Feb 062019
 

 

For this latest installment of the list I didn’t have any particular organizing principle that motivated the pairing of these two songs. Stylistically, they’re quite different, and so are the compositional strategies that resulted in each of them becoming so memorable and so personally addictive. I just felt it was time to give both of them the recognition they’re due.

SULPHUR AEON

Having already released such exceptional achievements as Swallowed By the Ocean’s Tide (2013) and Gateway To the Antisphere (2015), perhaps it wasn’t much of a risk that Sulphur Aeon‘s third album would be overlooked despite its release so close to the end of last year.
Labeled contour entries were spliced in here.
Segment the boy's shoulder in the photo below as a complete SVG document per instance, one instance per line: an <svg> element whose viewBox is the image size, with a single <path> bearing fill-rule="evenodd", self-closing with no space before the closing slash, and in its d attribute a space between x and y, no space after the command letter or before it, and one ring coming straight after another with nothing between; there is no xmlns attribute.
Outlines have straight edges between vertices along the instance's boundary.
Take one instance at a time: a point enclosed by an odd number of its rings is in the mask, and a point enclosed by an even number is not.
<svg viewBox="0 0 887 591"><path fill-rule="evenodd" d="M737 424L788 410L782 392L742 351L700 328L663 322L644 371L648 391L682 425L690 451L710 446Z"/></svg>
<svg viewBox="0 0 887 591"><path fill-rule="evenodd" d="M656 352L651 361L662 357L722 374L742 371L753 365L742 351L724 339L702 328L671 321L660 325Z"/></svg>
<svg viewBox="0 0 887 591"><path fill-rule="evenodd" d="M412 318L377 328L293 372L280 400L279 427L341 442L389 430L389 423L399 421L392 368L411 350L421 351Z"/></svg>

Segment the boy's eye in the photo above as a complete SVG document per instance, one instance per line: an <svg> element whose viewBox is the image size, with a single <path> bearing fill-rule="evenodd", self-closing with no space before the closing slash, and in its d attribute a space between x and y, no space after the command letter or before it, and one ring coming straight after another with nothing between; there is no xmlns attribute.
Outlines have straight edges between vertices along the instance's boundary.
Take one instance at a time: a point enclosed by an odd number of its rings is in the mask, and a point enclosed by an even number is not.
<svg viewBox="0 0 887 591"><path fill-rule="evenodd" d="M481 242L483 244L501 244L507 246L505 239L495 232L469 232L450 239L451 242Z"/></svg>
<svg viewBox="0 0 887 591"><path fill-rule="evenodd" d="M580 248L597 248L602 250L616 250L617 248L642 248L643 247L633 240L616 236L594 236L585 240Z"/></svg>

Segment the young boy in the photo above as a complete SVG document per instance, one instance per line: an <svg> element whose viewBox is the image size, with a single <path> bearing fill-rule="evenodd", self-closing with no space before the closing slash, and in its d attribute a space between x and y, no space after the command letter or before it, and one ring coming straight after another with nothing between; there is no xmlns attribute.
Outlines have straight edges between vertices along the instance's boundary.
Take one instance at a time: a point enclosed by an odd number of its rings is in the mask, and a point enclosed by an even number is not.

Though it might not have been trumpeted through year-end lists prepared a month or two earlier, the band’s reputation had already become so revered as a result of those two previous releases that it didn’t require clairvoyance to know that word of The Scythe of Cosmic Chaos would spread far and wide by other means — especially because it is also a stupendously good album.

 

 

In fact, this newest album is so good that the trilogy of full-lengths thus completed establishes Sulphur Aeon as one of the truly great death metal bands of the last decade, and perhaps the best of all in translating the manifold horrors of the Lovecraftian ethos into music.

Lungs Into Gills” is a fantastic example of what has made Sulphur Aeon‘s songcraft so distinctive and so compelling. It includes mountainous riffs and avalanche rhythmic power, truly savage vocals, forebidding harmonies, exotic solos that are both alluring and frightening, and minor-key melodies that ring and shine in displays of otherworldly magnificence.  It channels chaos in ways that get the blood rushing, and it marries physically arresting chugging and shivering atmosphere — but it’s that ringing melody, and the subtle permutations of it in the song, that really stick it in the head.

(Of course, as those of you who’ve heard the album well know, this isn’t the only infectious song on the album. And if you haven’t heard it, please don’t waste any more time — catch up to it today!)

 

 

 

 

 

 

 

WINDSWEPT

As forecast above, Windswept’sYour Bitter Bread” is stylistically quite different from that Sulphur Aeon track, and sticks in the head for different reasons. It’s also more than 15 minutes long, which I think makes it the longest song on this list so far, and of a length that usually conflicts with the concept of “infectiousness” as I’ve tried to define it.

The track is one of two (the other one is also lengthy) that together made up Visionaire, the 2018 EP released by Windswept, a Ukrainian project whose three members (including vocalist/guitarist Roman Sayenko) are also in the line-ups of Drudkh, Precambrian, and Rattenfänger. As I wrote in a review of the EP, it’s magical, and this track in particular “picked me up, body and soul, and carried me away”.

The brilliant melancholy riff that launches “Your Bitter Bread” over a hard-charging drum and bass rhythm is immediately riveting, and the repetition of it, eventually joined by a sweeping synth layer that further elevates the music’s air of somber drama and lofty, almost mystical grandeur, is the main reason for its appearance on this list. That looping refrain is broken a few times by an ebb in the song’s galloping rhythm and a segue into a slow, heavy, head-nodding cadence (itself also addictive) — or haunting spaces of no percussive rhythm at all — but the song’s lasting impression is one of blazing extravagance. To quote myself again:

“Your heart would have to be as dead and cold as ice not to swell to the edge of bursting through your chest during this song, even as heart-aching as the music’s atmosphere is”.

 

  3 Responses to “OUR LIST OF 2018’S MOST INFECTIOUS EXTREME METAL SONGS (PART 22): SULPHUR AEON AND WINDSWEPT”

  1. both these tracks are sick as fuck

    I had to order that Windswept on vinyl post haste

    \m/

  2. These are awesome, didn’t expect that rocky feel thrown into the blastbeats in Windswipt.